Oh man, I hate to be negative, but this word is my #1 pet peeve in tech today. It's becoming more and more prevalent and is driving me crazy. Why do people keep using this non-word? What do they think it means, and why? It's pure jargon, at best. The word's meaning is completely ambiguous and loosely implies numerous qualities without actually committing to any of those potential meanings. Does it load fast? Consume little memory? Respond promptly/clearly to user input? Do an acrobatic dance?
When someone uses this word, I can't help but feel that they are trying to gain the approval/validation of people who like to hear that something "performs well", without having to support the assertion with any concrete substantiation.
My pet peeve is "monolithic". It implies that anything without microservices is Flintstones technology, encouraging clueless managers to bloat up software with microservices to get things like "separation of concerns". It's often separation of productivity from reality. A lot of IT press is "fake news".
The IT press is unnerving. It implies a whole ecosystem: managers making technical decisions they don't begin to understand, and predators grooming the managers' egos in order to pounce on their budgets.
I get that the right person to lead a large organization might not be technical, but you'd hope they'd delegate those calls to someone who is. Not try to figure it out personally based on what they read in a trade publication for "visionary thought leaders."
It is a word because people keep using it. That's where words come from. Apart from the number of characters, it is no better or worse than other words/phrases having the same meaning. Sometimes the precise meaning is clear from the background context. Sometimes additional details need to be supplied outside of the title or bullet point where it is used.
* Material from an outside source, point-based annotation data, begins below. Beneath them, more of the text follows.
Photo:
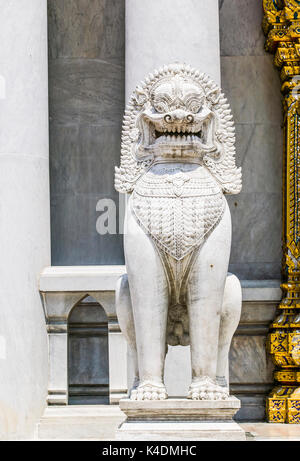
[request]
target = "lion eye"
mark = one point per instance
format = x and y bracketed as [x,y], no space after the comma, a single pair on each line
[160,106]
[194,105]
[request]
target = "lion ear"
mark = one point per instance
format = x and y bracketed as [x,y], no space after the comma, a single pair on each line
[140,97]
[213,96]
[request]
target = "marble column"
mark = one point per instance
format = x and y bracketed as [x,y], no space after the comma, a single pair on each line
[24,214]
[161,32]
[157,33]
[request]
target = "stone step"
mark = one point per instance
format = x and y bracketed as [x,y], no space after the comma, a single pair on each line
[79,422]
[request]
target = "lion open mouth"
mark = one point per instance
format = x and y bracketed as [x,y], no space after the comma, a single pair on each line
[178,135]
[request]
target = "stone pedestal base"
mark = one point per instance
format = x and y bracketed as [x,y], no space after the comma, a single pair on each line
[180,419]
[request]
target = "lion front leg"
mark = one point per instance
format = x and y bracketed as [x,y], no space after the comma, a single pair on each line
[230,317]
[204,299]
[149,297]
[126,322]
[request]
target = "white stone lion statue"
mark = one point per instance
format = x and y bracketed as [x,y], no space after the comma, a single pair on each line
[177,162]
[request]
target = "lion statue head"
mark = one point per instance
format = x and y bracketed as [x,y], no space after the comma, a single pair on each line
[178,114]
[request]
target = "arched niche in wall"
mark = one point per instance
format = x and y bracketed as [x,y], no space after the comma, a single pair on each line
[88,366]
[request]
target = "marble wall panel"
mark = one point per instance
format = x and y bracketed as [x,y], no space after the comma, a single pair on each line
[86,102]
[240,27]
[251,84]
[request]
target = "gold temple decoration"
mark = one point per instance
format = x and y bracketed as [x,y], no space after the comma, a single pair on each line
[281,25]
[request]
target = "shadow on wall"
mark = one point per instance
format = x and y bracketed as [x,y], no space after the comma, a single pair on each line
[88,367]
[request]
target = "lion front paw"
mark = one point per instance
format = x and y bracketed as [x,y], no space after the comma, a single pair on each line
[149,391]
[207,389]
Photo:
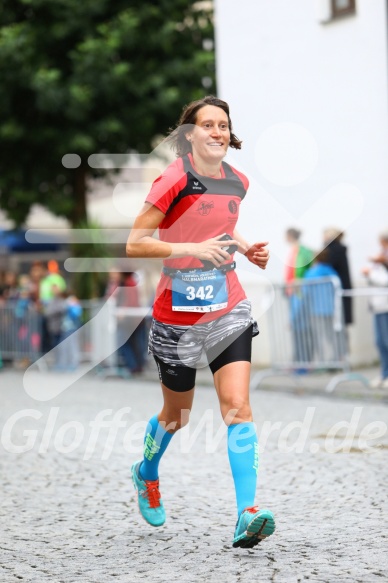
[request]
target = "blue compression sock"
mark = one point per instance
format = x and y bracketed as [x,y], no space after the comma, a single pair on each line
[156,441]
[243,452]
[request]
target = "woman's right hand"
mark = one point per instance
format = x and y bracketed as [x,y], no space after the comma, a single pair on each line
[212,250]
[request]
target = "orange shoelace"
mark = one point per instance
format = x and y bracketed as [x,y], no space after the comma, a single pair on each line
[152,493]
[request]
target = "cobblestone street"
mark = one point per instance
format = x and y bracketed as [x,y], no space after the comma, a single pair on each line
[69,511]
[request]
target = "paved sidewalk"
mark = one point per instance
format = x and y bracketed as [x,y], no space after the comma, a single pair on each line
[69,514]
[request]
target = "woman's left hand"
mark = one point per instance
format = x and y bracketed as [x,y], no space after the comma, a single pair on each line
[258,254]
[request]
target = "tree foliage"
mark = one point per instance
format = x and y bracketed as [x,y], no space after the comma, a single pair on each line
[90,77]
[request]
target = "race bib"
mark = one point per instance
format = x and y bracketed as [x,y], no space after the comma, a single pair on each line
[199,291]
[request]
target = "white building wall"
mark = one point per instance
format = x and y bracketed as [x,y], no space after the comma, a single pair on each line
[309,101]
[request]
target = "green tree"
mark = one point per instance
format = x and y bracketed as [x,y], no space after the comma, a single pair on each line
[87,77]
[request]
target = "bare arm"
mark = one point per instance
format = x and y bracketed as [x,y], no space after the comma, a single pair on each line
[142,244]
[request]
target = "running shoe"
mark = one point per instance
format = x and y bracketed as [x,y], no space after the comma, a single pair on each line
[253,526]
[148,496]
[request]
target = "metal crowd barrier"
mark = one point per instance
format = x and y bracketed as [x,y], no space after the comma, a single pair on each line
[105,327]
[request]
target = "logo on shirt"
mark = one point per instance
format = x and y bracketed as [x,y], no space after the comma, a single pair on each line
[205,207]
[232,206]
What does "it" mean above? Devoid of context, it could be just about anything.
I understand the concept of "it's a word because people use it" - but what does it actually mean? No one can give a consistent defininition because it's nebulous jargon with no clear or specific meaning. Without fail, every single usage is obfuscating or otherwise hiding the intended meaning.
Check out this Unity blog post I just came across: "Achieve beautiful, scalable, and performant graphics with the Universal Render Pipeline"
What exactly are "performant graphics"? Does that mean high frame-rate? High-poly? Extremely vibrant colors? HDR? Can run on a 486 with software rendering?
It doesn't tell me anything, and is essentially "vocabulary clickbait" - it "sounds good", without really communicating anything. This is why I despise this word.
In context, I would expect "performance" to refer to how quickly a scene can be rendered, and another buzzword, "scalable", to refer to the size and complexity of scenes that can be drawn. "Beautiful" probably means "lots of detail and snazzy effects."
Actually, the article says "scalable across platforms", which is confusing to me. Maybe they mean scalable to different screen sizes?
It seems pretty obvious to me in context what the word means. You could play that game with literally every word in the sentence.
What does "achieve" mean? It's that way out of the box? If I invest in a special team of Unity developers it's possible? They'll give it to me if I work hard enough?
What does "beautiful" mean? High poly? Vibrant color? Critics or fans say it looks good? There's an object beauty score that it has high marks in?
> it is no better or worse than other words/phrases having the same meaning
It is demonstrably worse than phrases like "low latency" which clarify the desired property of the system being discussed.
I'm not a huge fan of "high performance" but at least I kind of know what "high performance computing" means (usually systems that are capable of processing massive data sets with high throughput.)
In contrast, "performant" as it is commonly (mis)used doesn't seem have a precise meaning other than "good according to some unspecified metric."
What do you mean by "low latency"? Low latency before the user sees anything? Low latency before the user can interact with the app? Low latency navigating to the next page? It's hard to answer every conceivable question in a headline.
Everything is vague to some degree. The hand-wringing over "performant" is just a meme.
"Performs well" doing... what, exactly? And how is "performance" measured? (Some basic and often conflicting measures include latency, throughput, power/cooling, reliability, cost...)
When someone uses this word, I can't help but feel that they are trying to gain the approval/validation of people who like to hear that something "performs well", without having to support the assertion with any concrete substantiation.